Melody me rejoint au restaurant que je lui avais indiqué à vélo, pédalant plus rapidement une fois qu’elle se rendit compte que je l’attendais devant. Elle n’avait pas besoin de le faire, AC/DC et une cigarette accompagnaient ma solitude, rendant cette attente agréable. Et puis, j’étais arrivé en avance en connaissance de cause, sachant que Melody se montrait toujours des plus ponctuelles.
J’ôtai mes écouteurs et écrasai ma clope avant qu’elle ne gare son vélo. Je la complimentai ensuite sur sa tenue. Sa robe blanche était simple, ce qui permettait de la mettre en valeur, elle, et non ce qu’elle portait vu que ça ne détournait pas l’attention.
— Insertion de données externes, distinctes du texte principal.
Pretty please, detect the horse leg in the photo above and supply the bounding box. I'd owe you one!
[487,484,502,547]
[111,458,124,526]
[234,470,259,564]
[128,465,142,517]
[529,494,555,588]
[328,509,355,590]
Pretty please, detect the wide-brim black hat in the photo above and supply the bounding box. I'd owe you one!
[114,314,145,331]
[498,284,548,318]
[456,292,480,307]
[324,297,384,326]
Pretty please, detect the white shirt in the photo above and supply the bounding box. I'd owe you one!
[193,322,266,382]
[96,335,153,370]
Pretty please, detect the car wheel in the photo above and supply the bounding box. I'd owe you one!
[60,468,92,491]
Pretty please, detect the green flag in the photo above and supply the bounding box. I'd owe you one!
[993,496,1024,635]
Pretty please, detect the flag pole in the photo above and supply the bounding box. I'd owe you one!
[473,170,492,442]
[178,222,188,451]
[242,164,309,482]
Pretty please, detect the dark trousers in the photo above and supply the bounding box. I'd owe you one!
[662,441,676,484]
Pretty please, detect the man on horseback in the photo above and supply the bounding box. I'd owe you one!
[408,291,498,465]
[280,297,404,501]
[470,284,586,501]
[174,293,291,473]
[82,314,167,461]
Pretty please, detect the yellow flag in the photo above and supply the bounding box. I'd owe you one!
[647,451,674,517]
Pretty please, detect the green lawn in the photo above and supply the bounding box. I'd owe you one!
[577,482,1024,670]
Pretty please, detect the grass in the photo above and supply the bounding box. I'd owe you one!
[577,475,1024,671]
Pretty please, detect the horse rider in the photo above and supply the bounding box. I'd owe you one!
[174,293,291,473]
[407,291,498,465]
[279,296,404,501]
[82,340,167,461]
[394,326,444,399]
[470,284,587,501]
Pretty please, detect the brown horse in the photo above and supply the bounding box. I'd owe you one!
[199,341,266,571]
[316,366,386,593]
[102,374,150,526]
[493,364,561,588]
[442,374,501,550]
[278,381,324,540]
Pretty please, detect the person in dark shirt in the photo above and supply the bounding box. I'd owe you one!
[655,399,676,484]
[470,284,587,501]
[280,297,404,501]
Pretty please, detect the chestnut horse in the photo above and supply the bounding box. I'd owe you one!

Une hôtesse nous dirigea jusqu’à une des tables proches de la cuisine, dont personne ne semblait vouloir malgré le fait que la majorité des sièges soient occupés, ne laissant plus énormément de choix.
Ça allait dans mon sens car je préférais être tranquille, et là, nous le serions. Après avoir retiré sa veste en jean, mon amie aux hautes pommettes parcourut la carte en diagonale, avec une rapidité impressionnante. Je m’étais attendu à une intensive dissection de tous les choix possibles, preuve que j’avais encore beaucoup à apprendre sur elle avant de pouvoir la cerner.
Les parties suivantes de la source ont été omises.